En France, pour ce type d’essais, des «précautions très importantes sont déjà prises, affirme le Dr Yves Juillet . Un produit qui arrive en phaseI est un produit qui a déjà cinq ou six ans de développement, en particulier préclinique chez l’animal, et pour lequel un dossier pharmacologique, toxicologique et chimique a été déposé auprès des autorités chargées d’autoriser l’essai et auprès du comité de protection des personnes. Le cadre réglementaire est très précis. Il va falloir attendre les résultats des enquêtes pour déterminer s’il y a lieu de demander des informations supplémentaires ou s’il faut changer la manière dont sont conduits les essais.» Les décrets qui doivent transposer les directives européennes en France sont attendus. Cependant, les deux particularités françaises qui tendent à mieux sécuriser le système resteront inchangées. La loi Huriet prévoit l’autorisation et l’inspection des lieux de recherche et a instauré un fichier des volontaires. «Les volontaires qui entrent dans un essai sans bénéfice individuel direct font l’objet d’un fichier national des volontaires. A cela deux objectifs. Le premier est de permettre aux investigateurs de vérifier que la personne incluse ne mène pas deux essais en même temps; le deuxième objectif est de vérifier que cette personne n’a pas dépassé le montant maximal autorisé de 3800euros par an et, ce pour éviter la professionnalisation des volontaires», précise Chantal Belorgey-Bismuth. La loi prévoit que tous les essais doivent être assurés, ce qui permet notamment d’indemniser les personnes. Le Pr Huriet rappelle que la loi qui porte son nom a été élaborée notamment pour répondre aux problèmes de la protection des volontaires sains, avant de s’étendre à tous les essais cliniques. Il se dit «inquiet», dans un contexte où l’opinion publique est très sensible, à tout ce qui touche la santé. «Ce type d’accident est rarissime, compte tenu de la dizaine de milliers d’essais de phaseI qui sont pratiqués dans le monde. En 1999 et 2001, deux cas se sont produits, l’un lors d’un essai de thérapie génique et l’autre pour un traitement contre l’asthme, et il semble que, à chaque fois, un manque de rigueur dans la prescription réglementaire ait été en cause.»

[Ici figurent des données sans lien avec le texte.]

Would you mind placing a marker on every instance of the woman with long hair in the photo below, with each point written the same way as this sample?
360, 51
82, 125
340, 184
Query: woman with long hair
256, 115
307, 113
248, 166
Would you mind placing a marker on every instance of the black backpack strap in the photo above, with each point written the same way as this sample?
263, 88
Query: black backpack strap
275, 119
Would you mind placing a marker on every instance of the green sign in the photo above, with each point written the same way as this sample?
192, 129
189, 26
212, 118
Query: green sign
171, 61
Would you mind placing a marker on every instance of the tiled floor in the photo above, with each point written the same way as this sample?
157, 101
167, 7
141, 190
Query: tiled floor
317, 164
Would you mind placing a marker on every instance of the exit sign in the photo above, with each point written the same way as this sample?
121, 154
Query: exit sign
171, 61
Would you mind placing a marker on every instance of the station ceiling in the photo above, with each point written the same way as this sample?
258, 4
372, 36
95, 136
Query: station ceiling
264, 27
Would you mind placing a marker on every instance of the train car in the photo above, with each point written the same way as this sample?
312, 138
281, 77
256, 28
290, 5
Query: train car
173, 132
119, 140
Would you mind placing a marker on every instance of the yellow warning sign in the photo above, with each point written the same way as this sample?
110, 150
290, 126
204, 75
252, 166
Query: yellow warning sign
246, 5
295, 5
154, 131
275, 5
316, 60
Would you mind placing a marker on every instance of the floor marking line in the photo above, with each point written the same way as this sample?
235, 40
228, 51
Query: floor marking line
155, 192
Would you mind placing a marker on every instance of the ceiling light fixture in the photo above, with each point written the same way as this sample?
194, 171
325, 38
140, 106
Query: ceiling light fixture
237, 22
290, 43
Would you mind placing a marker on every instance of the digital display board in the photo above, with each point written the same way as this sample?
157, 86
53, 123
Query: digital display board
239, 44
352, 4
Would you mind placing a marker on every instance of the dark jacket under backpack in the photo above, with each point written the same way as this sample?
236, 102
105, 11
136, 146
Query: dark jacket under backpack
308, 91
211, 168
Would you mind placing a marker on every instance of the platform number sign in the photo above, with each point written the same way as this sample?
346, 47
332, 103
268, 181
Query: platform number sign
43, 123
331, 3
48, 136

Selon lui, le passage chez l’homme est une période cruciale et «c’est pour cela qu’il faut être extrêmement vigilants et exigeant sur l’éthique, à travers le consentement, et sur les prérequis, à propos des conditions de mise en oeuvre des protocoles. Mais on ne pourra jamais passer des essais chez l’animal ou sur les cellules à la mise sur le marché. Les essais cliniques sont un impératif, y compris de santé publique». D’eux dépendent l’innovation et les progrès thérapeutiques.